I've always been an hopeful pessimist. I can see that the glass is half empty, but I cannot stop looking for ways to add just a little bit more water (or wine). I am always restless and seeking, because deep inside myself I know that I can be happier, that the world can be a much better place, that we can build much more usable interfaces, and that we can create better and more compassionate user experiences.
From When shopping online becomes a personal experience:
People add value to things. The sushi candle kit looks and smells better because a person made it, put it in a box, and wrote a personal note to me. I feel as I know Nikola. A picture of her and her two children, B.B. and Ritzy, is posted on the Sticky Wicket Crafts website. I know that she lives in Seattle and if I happen to go there, I can find her at the Pike Place Market.
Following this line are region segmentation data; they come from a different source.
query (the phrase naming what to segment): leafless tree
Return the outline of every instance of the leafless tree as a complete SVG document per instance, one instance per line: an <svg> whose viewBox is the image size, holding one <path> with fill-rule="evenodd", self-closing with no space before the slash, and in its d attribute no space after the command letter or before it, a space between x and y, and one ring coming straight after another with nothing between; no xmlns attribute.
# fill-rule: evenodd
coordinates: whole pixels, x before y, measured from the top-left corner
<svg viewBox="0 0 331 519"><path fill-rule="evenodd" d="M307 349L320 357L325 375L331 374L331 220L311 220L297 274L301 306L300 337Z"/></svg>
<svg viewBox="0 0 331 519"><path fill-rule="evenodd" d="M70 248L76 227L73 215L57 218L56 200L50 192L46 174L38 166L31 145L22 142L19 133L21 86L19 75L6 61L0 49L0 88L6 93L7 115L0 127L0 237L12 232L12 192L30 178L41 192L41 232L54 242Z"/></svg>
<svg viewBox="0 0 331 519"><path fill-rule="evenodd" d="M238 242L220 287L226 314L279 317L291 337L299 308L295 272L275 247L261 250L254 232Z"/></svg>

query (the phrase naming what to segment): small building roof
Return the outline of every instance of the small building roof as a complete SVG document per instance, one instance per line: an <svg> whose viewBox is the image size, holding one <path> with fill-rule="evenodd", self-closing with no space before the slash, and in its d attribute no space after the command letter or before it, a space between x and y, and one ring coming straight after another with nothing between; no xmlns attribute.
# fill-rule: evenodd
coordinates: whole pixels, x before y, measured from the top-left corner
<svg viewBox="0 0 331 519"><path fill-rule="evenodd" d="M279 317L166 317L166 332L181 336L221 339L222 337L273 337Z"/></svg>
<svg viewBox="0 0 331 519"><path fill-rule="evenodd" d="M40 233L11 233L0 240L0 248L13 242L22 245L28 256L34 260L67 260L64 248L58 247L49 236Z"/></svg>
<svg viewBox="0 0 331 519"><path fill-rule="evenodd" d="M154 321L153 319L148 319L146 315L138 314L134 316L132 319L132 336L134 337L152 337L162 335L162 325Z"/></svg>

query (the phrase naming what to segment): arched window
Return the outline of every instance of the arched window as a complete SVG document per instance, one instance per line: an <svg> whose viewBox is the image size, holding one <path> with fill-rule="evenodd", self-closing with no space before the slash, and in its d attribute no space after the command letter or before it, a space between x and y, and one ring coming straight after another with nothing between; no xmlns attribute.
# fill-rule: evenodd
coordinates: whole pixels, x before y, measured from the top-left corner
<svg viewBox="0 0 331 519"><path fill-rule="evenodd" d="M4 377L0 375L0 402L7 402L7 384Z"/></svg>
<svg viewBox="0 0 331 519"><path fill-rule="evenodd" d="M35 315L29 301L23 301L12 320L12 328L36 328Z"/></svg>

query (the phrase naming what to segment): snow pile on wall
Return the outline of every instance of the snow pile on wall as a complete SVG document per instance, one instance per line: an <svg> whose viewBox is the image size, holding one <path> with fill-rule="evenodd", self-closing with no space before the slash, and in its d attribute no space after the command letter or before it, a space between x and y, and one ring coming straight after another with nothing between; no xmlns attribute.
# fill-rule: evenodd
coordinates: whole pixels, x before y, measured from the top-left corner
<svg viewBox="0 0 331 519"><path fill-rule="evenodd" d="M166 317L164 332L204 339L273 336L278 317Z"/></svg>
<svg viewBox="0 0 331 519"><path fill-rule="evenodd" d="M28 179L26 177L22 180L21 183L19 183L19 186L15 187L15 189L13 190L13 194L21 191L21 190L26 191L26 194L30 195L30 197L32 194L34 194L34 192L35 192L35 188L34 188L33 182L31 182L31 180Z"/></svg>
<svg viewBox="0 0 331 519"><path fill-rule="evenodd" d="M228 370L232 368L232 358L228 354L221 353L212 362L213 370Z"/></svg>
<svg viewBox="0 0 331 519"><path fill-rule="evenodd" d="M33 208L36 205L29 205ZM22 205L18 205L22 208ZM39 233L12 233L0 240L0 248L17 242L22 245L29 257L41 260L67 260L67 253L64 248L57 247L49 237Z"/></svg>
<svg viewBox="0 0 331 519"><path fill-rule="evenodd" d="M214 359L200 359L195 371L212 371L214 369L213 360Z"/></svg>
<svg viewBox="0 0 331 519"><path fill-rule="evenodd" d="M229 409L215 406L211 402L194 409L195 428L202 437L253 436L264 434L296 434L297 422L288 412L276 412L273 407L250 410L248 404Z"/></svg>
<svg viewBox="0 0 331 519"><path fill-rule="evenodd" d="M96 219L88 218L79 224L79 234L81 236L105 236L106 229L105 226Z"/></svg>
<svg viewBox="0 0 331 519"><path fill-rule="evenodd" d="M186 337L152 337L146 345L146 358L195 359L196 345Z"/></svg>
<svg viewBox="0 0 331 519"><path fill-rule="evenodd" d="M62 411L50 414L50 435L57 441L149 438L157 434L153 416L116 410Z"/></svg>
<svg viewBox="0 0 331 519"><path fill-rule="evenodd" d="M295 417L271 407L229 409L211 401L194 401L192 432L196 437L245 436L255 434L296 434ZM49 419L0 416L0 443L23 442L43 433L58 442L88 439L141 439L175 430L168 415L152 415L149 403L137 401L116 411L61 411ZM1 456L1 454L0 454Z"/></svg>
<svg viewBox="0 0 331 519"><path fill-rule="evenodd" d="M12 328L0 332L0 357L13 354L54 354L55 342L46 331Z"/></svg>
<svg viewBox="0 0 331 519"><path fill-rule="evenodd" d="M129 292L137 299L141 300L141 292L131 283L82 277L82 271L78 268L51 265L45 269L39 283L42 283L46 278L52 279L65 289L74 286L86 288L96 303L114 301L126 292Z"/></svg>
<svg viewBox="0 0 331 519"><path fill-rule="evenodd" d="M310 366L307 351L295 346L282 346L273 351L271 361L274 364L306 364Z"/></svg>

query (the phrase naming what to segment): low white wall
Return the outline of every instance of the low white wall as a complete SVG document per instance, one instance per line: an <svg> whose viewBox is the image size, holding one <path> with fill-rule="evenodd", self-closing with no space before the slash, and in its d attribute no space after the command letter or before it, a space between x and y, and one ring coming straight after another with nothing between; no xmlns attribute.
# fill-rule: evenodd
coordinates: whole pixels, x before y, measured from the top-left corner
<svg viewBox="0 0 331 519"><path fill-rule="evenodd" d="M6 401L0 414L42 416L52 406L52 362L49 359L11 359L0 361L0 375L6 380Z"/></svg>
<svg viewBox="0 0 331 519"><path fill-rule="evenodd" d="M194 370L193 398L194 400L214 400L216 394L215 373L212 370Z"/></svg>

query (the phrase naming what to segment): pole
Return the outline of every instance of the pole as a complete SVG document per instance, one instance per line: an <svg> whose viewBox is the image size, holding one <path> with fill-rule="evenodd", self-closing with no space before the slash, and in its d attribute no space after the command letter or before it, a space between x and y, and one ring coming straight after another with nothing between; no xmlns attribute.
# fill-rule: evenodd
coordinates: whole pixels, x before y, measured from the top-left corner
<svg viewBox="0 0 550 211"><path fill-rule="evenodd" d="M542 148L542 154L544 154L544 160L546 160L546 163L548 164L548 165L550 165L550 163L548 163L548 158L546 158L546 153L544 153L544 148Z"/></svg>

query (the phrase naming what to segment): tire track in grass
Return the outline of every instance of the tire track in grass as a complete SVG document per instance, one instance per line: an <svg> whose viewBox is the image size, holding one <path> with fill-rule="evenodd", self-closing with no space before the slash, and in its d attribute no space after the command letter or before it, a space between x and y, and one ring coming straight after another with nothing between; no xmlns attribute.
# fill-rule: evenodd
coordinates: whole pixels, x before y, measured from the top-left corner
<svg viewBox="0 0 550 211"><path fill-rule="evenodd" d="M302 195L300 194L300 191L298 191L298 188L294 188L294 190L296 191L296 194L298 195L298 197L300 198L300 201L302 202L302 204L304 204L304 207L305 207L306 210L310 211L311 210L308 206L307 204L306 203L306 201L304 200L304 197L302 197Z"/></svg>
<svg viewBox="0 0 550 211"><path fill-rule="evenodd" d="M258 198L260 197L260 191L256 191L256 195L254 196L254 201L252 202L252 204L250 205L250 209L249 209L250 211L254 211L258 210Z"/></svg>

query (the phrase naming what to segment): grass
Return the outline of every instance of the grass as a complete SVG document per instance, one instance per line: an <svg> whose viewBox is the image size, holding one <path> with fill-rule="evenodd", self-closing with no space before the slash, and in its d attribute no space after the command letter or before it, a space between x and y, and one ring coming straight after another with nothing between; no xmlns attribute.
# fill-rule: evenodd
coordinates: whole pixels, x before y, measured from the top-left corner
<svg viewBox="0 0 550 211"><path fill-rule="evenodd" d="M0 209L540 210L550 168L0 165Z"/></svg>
Suddenly, shopping online is not anonymous anymore. It's about real people living in real places. Forget the mysterious vendors hiding behind E-bay nicknames. Forget electronic devices shipped directly from Shanghai to your home and made by some unknown worker in white clean suits.
I am still reading Necessary Dreams (and yes, you should read it too. You should read it if you are a woman; you should read it if you are a teacher; you should read it if you are a manager; you should read it if you still believe that women are "less ambitious" and care less about their careers than men do; you should read it if you feel overwhelmed and ready to give up.). Anna Fels unveils the many subtle and less subtle biases that have the net effect of providing less social recognition to women, which translate in a greater fragility of women's ambition. She tells me that if I feel overwhelmed and inadequate it's probably because I don't have enough support and recognition in my work environment, not necessarily because I am bad and faulty; and that this is true of everybody, not just of me.